Photo posted by Salem and Mohammed on the blog Kuwait Black Market.
This ad appeared on the walls of Kuwait City last week. It might seem surprising but it reveals the extent of a growing trend in private sales of organs in the Gulf state. One of our Observers in the capital phoned the number on the poster for further details.
The World Health Organisation estimates that around 5% of the yearly 70,000 transplanted organs are traded on the black market. Despite an increase in the number of awareness campaigns over the past few decades, there has not however been an increase in the number of donors. There are thousands of patients on waiting lists around the world. In the US for example, the number of people waiting for an organ has tripled during the past ten years, topping 100,000 in June this year. In the UK there are almost 8,000, and in France, around 5,000.

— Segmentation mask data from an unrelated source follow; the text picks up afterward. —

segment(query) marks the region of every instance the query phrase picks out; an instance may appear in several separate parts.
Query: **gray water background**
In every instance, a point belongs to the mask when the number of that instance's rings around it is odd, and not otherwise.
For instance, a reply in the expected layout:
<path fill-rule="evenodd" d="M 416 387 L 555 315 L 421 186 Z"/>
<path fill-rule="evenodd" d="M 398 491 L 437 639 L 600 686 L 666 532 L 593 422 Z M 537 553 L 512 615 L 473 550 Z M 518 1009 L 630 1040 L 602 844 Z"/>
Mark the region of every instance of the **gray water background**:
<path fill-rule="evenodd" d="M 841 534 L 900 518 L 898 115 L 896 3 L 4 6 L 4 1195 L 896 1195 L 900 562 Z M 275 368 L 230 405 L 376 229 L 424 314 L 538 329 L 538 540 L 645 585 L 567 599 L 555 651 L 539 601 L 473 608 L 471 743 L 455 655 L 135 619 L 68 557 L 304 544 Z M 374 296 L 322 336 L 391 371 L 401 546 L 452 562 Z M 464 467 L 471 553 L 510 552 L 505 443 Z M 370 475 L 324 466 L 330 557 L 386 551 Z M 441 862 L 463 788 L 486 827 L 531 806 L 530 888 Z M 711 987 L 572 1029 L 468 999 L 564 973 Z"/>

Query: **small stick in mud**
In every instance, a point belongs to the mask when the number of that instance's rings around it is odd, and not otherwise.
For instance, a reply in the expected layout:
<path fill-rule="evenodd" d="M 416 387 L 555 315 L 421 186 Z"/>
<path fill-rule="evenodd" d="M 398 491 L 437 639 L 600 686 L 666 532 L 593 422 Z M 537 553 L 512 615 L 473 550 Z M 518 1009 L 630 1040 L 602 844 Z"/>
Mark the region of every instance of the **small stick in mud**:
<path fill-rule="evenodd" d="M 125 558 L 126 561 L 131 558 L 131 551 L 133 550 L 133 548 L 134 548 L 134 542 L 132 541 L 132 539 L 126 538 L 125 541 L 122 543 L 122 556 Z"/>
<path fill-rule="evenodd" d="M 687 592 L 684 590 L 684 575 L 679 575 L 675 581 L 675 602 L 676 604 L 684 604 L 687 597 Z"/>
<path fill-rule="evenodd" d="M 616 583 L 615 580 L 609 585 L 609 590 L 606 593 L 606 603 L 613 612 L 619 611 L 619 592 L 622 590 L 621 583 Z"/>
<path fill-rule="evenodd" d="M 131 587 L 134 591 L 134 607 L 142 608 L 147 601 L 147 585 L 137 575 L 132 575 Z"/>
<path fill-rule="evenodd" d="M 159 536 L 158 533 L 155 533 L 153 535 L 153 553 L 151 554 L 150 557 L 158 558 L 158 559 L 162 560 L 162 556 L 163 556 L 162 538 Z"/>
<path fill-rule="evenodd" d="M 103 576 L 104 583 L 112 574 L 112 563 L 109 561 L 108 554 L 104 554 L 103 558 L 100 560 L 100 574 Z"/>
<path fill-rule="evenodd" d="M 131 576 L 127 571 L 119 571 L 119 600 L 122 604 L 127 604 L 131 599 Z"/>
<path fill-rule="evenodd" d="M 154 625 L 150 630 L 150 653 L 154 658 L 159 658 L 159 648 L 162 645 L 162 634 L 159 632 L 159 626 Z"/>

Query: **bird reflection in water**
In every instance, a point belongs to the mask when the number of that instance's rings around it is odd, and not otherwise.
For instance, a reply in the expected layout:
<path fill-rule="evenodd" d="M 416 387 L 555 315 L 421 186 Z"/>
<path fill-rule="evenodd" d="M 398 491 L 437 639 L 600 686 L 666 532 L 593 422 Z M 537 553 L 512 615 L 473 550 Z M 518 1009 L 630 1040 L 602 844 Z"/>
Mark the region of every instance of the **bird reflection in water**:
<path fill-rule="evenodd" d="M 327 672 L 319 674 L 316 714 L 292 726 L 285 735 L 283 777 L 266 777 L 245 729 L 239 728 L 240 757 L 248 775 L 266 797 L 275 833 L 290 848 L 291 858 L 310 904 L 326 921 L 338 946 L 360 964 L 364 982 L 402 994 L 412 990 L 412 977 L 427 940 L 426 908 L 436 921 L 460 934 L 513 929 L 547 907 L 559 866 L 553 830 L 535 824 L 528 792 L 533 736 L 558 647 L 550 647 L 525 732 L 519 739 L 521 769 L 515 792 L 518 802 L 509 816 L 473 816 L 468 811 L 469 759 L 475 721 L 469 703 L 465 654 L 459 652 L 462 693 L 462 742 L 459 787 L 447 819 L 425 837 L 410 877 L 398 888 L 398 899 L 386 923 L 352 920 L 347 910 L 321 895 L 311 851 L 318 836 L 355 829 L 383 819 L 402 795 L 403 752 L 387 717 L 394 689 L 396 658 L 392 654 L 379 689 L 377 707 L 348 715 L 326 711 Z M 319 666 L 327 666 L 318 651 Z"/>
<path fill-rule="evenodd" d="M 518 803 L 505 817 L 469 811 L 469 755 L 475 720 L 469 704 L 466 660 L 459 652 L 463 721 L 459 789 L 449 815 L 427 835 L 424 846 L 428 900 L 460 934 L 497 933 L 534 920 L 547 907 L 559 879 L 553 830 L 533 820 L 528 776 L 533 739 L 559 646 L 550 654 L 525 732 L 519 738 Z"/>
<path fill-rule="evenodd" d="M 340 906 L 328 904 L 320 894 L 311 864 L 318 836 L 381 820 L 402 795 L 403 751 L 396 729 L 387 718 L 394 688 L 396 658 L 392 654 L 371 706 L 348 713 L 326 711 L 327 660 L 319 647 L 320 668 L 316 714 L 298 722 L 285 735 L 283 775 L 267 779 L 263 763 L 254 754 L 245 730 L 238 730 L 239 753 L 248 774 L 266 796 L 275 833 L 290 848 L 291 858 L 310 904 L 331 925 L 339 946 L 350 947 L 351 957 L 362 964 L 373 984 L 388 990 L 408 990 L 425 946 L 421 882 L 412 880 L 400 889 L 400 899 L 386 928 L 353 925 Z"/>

Although there is little reliable data on organ trafficking, it is widely accepted that countries such as Brazil, India, Moldova, Romania and the Philippines are major suppliers of organs. In the Middle East, it's Turkey, Egypt, and more recently Iraq and the Palestinian Territories where you're most likely to get hold of an organ. Peddlers tend to target poor districts and slums for donors. A profitable business when those in need, usually from rich countries, are ready to pay a high price for a healthy organ.
Researcher Nancy Scheper-Hughes from the University of California, Berkeley, travelled to Turkey at the beginning of the decade to find out for what price she could sell a healthy kidney. At that time, it was just over 2,000 euros. A kidney in Baghdad can today reach up to €10,100. Meanwhile in Vietnam the going price is €2,600, in Egypt €2,300 and in India, just €675.
“1,000 dinar for Kuwaitis, 800 for others”
Robert is a Lebanese blogger. He works in an advertising agency in Kuwait City. Last week, he tried to contact the author behind the ad. He prefers to remain anonymous.
I tried to call the number on the poster but nobody answered [Team Observers also tried to contact the author for further information, also in vain]. So I sent him a text to ask how much he was asking for the kidney. ‘How much are you ready to pay?' he replied. ‘The lowest price,' I wrote back. A few minutes later, I got a response: ‘1,000 dinar [2,363 euros] for Kuwaitis, 800 [€1,890] for others'.
When I didn't respond to his offer, he sent me another message. ‘Is it too expensive for you?' I said indeed, I couldn't pay more than 500 dinar [€1,180]. He then lowered his price to 650 dinar [1,535].
I sent him another message asking why he was trying to sell his kidney. He said it was for personal reasons. It's so sad. He must be desperate. I told him not to sell it and reminded him that it was illegal. He simply replied ‘Thanks'."